Anthony Jaswinski’s screenplay for The Shallows was featured on 2014’s Blacklist, a list of the most well received, but unmade scripts of the year. Blake Lively plays the main role in Jaume Collet-Serra’s survival horror about Nancy Adams, a surfer left injured and stranded 200 yards from the shore. To make things worse, there is a large, hungry shark circling the small group of rocks she’s managed to scramble to.
The premise (‘127 Hours’, but with a shark) is really simple, but it’s not just that which puts a new twist on the shark movie genre (is that a genre?... lets just go with it). This isn’t a monster that’s got the taste for human flesh for no reason (it’s drawn to the area by a dead whale body). Even the finale, as well as being really satisfying, is definitely original. Blake Lively is really likeable, brings humour when needed. Her character has a backstory that doesn’t feel tacked on, and actually adds weight to those scenes where she is fighting for her life. Spending much of the film stuck on a bunch of rocks with nothing other than a volleyball seagull for company, there is a lot on her to hold this film together, and I thought she did that really well. Saying that, there was the odd bit where she talked the audience through what she is doing and why. Nobody would tell themselves out loud why and how they are treating their wounds like she does. I get why, but sometimes it may have been better to take a note out of J. C. Chandor’s All Is Lost (2013). The film is nearly entirely dialogue free with a script consisting of only 32 pages. Robert Redford’s character just gets on with his battle with the elements and doesn’t feel the need to reach out to his audience to explain how. I don’t think The Shallows needed something quite as extreme as that, but sometimes it came across as daft and a little patronising.

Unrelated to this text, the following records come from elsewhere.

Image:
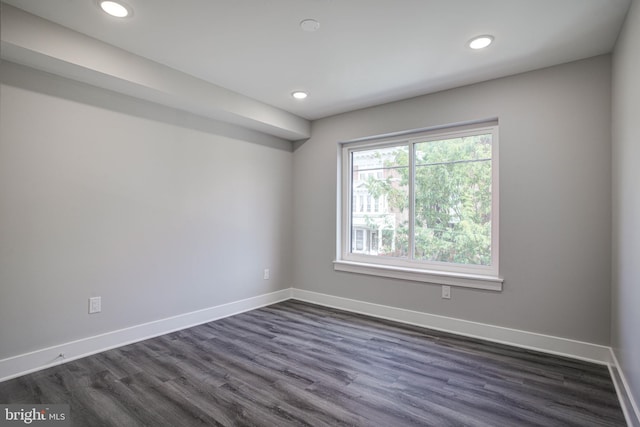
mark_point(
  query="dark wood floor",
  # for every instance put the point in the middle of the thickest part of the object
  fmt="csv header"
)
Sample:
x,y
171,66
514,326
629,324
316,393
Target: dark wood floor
x,y
294,363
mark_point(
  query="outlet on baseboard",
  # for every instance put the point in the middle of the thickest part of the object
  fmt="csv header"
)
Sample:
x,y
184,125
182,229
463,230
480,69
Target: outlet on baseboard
x,y
95,305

It’s a great looking film, and with a beach that stunning you would be tempted to put up with the bloodthirsty shark. The shark itself looks really good too, but I’m glad they didn’t show too much of it until the end. Monster movies have a tendency to give away it’s creature far too early. It’s much scarier to leave it up to the audience’s imagination, and that’s something Jaws (1975) did really well (albeit not always out of choice with their malfunctioning animatronic shark), and has always been my problem with Cloverfield (2008). My favourite scene in the movie was when the shark attacks someone else in the water, but all you see of it is Lively's reaction to what is going on. It's much scarier than any of the scenes with the CGI shark in itself. We’re left with a tense, and scary popcorn movie that didn’t try to be anything more than it was, and did it’s thing very well. It won’t live long in the memory, but it was a great evening out. Also, give that Wilson seagull an Oscar!